Blockchain, NFTs, and Metaverse: The Future is Now

We’ve all read books or seen movies about what the future of civilization will be like. Whether sci-fi or space fantasy, the descriptions and images of what life will be like are dazzling. Well, the future may be closer than we think—if not already here. Consider the advancements of blockchain technology, NFTs (non-fungible tokens), and the emerging metaverse. This is not science fiction. This is actuality.

A review…

  • Blockchain: As explained in Investopedia, a blockchain electronically stores digitally formatted information inside a distributed database which is shared within a computer network. Unlike standard databases, a blockchain stores data in blocks. These blocks are linked together via cryptography. The overall purpose of a blockchain is to maintain secure records of transactions within cryptocurrency systems. Blockchain technology has become popular and sought out because of its strength in the securing of data. Most recently, one form of blockchain technology that’s taken shape—and lots of notice—is the NFT.

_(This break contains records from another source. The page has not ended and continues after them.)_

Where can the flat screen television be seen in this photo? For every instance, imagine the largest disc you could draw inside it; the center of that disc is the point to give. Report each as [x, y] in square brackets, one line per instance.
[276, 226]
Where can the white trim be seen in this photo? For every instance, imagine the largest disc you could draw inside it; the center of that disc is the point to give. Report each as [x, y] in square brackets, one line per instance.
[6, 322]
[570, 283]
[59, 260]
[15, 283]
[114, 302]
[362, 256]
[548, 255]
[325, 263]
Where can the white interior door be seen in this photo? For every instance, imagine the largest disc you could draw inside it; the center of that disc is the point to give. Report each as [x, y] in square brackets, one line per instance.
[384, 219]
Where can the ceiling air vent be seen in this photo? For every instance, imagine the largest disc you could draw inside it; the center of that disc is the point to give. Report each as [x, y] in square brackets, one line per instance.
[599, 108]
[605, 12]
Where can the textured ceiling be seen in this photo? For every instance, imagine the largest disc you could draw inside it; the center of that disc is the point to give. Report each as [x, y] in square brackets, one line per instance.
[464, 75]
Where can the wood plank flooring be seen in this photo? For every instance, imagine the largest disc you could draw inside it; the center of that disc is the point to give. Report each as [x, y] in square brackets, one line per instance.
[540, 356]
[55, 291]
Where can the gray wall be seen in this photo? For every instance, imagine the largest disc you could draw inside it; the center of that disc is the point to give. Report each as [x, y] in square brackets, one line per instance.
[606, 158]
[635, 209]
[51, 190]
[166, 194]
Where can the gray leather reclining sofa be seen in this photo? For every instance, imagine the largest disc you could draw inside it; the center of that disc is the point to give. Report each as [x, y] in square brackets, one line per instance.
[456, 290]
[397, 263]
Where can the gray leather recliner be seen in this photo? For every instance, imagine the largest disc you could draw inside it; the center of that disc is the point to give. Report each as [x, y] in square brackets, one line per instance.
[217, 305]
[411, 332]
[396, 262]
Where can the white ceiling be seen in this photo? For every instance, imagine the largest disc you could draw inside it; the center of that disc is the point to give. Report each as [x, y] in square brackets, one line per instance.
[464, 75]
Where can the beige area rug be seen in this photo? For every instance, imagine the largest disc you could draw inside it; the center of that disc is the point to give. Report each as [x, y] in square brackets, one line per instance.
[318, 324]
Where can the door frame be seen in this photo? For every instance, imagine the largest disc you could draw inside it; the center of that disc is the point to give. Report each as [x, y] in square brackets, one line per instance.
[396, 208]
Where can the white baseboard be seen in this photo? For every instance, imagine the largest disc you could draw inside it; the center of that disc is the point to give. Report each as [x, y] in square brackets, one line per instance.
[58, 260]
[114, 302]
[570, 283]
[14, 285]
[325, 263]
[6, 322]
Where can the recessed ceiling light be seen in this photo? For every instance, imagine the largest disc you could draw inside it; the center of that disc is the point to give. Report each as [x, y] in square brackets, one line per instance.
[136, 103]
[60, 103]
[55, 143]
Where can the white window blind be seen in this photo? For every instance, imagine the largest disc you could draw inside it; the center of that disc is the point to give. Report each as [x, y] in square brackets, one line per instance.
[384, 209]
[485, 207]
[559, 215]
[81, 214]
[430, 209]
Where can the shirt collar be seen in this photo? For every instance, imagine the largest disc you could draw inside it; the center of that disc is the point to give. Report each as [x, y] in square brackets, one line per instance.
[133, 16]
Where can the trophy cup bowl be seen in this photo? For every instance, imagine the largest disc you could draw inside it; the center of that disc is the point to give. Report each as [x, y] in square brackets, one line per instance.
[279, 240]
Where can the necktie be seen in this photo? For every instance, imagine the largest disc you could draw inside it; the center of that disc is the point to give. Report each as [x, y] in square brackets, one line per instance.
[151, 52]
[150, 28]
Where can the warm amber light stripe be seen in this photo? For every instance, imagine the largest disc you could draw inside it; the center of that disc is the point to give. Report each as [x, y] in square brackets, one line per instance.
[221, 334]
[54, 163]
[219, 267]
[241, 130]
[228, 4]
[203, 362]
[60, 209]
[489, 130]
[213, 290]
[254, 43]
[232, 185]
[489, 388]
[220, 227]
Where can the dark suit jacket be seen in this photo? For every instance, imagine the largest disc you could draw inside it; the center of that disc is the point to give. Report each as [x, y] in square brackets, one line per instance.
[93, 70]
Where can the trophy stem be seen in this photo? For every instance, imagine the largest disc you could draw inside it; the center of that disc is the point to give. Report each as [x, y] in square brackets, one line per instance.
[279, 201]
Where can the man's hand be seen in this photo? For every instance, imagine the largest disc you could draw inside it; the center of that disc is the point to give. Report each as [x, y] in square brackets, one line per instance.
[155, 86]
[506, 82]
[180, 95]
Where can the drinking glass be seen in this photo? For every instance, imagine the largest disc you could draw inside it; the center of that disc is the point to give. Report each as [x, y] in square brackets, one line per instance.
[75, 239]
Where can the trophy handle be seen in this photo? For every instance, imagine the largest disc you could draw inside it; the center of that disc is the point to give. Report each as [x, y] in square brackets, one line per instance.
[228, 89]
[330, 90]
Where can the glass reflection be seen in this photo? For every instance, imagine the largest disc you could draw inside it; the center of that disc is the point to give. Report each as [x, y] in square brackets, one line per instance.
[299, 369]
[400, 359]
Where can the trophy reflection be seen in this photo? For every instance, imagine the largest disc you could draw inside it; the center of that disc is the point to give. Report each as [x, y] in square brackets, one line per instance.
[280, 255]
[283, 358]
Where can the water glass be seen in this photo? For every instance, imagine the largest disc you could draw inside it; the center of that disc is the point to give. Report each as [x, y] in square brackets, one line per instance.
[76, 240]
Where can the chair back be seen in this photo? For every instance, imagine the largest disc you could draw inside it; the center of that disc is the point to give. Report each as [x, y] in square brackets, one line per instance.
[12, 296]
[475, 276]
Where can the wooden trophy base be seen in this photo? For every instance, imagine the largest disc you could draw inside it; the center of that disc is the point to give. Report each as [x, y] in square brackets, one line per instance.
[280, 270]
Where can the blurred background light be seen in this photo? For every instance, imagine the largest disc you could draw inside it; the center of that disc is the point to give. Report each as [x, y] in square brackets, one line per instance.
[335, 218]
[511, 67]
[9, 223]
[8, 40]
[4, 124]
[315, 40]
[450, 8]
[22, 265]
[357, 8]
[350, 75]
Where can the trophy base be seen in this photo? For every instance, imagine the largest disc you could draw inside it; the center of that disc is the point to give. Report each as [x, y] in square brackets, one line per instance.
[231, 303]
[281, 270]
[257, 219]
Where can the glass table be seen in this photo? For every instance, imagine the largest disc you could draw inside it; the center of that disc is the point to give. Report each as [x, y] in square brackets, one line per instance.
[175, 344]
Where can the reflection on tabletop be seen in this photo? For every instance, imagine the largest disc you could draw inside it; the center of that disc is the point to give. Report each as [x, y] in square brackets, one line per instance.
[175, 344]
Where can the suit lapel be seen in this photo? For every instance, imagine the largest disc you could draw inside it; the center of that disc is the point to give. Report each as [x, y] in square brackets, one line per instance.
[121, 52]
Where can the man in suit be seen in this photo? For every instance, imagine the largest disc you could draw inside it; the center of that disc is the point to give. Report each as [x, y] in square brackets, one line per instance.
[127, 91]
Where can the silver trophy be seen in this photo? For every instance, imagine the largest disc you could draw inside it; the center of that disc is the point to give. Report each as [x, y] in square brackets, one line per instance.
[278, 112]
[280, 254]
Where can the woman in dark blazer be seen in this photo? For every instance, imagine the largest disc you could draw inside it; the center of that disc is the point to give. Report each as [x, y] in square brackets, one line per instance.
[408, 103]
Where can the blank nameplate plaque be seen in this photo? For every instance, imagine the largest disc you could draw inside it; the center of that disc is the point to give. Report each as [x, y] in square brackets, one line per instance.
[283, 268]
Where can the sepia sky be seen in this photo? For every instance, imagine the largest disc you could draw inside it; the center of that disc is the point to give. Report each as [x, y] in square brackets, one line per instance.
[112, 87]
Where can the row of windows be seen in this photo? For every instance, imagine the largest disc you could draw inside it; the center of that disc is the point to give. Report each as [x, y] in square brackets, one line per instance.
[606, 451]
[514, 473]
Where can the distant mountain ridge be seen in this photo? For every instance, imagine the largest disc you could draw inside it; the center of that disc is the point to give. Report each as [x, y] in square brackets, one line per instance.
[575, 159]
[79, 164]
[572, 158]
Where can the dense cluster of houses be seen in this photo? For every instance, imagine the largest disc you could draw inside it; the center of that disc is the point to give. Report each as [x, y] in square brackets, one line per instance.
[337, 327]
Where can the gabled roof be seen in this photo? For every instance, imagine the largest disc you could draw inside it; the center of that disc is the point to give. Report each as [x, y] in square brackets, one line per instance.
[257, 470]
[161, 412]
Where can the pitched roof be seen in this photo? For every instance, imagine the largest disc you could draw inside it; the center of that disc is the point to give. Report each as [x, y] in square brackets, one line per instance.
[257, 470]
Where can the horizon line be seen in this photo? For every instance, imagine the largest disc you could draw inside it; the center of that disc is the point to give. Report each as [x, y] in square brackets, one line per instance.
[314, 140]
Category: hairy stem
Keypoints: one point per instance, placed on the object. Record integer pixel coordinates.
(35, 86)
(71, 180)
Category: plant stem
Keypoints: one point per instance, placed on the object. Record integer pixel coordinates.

  • NFT (non-fungible token): An NFT has unique identification codes and meta data that make it a ‘one-of-a-kind’ entity. Once any real-word item has been classified as an NFT, it cannot be duplicated, traded or exchanged. In short, the ownership cannot be copied. Last year, there was coverage of how digital artwork and music were formatted as NFTs—and in some cases became worth upward of over one million dollars. As for brands, three recognizable names—Taco Bell, Charmin, and Nike—got in on the NFT action as a marketing method for the future (ahem…now). The benefit of NFTs—as with all types of blockchain technology—is safety and security of true ownership. And brand safety and security are important, especially in the land of the metaverse.

  • Metaverse: One of the most controversial and widely debated topics in the digital space has been Mark Zuckerberg’s decision to change the name and branding of his iconic social media platform, Facebook, to Meta. When addressing Facebook Connect this past October, Zuckerberg claimed this name change was to underline his vision for the ‘metaverse’—a virtual reality setting where human beings can interact with others in a computer-generated environment. Zuckerberg’s motives for this name and branding change were the basis for controversy and debate: Was it a step forward for a vision of the future, or a way to deflect attention from scrutiny and investigation that coincided with the announcement? 

Regardless of intent, as February 2022 begins, the advancements of blockchains, NFTs, and the metaverse have advanced—far and fast.

Another famous brand joins the metaverse landscape 

As mentioned above, last year Taco Bell, Charmin, and Nike were among the well-known brands that used NFTs as a trending way to market themselves. Coca-Cola was another iconic name to join this revolution in July of 2021, as reported in The Drum. The strategy that the soft drink brand devised with 3D company, Tafi, was a series of virtual auctions that awarded ‘loot boxes’ of prizes such as the classic Coke vending machine, digital apparel, and ‘friendship cards,’ among other NFTs. This campaign earned over one million dollars in revenue.

The metaverse is also attracting high-end brands

While Taco Bell, Charmin, and Coca Cola are easily recognized, it is also worth noting that more exclusive—and expensive—brand names are joining the metaverse. Here are the high-end brands listed in The Drum (along with their digital developers) that have come to new life—and raised greater awareness—through NFTs and visits to virtual settings: 

  • Gucci (working with Roblox)
  • Louis Vuitton (working with Beeple)
  • Balenciaga (working with Fortnite)
  • Selfridges (working with Charli Cohen and Yahoo RYOT Lab)

As more brands jump on the metaverse band wagon, more of what can be called ‘virtual real estate’ is being sold. And with more sales comes more speculation.

Metaverse real estate is booming

In a report by Robert Frank for MSNBC, the collective sale of virtual real estate for the metaverse was upward of $500 million in 2021. As if this were not overwhelming enough, that figure could double this year. Of the platforms where this real estate is selling fast, Sandbox, Decentraland, Cryptovoxels and Somnium are the major spaces that have taken the lead. (In the virtual space, real estate is sold by ‘parcels,’ which may be considered the digital equivalent of acreage or square feet in the real world.) Despite these impressive figures, there is one looming question regarding the metaverse: Will it succeed or fail?

The debate over the success of the metaverse

Despite the popularity and enthusiasm many brands express for the metaverse, at the other extreme, there is understandable concern among investors who question its value. After all, the metaverse is not tangible, but artificial. Even more cynical detractors question as to whether this is the wave of the future or a high-tech pyramid scheme, where investors may put money into ventures that will ultimately fail. Generally, as Mr. Frank notes, this debate may boil down to a generation gap: Older investors are more skeptical, while those who are younger—and who grew up with digital technology—are more receptive and optimistic.

While the future may be now, there is still much to learn and discover, particularly where the metaverse is concerned.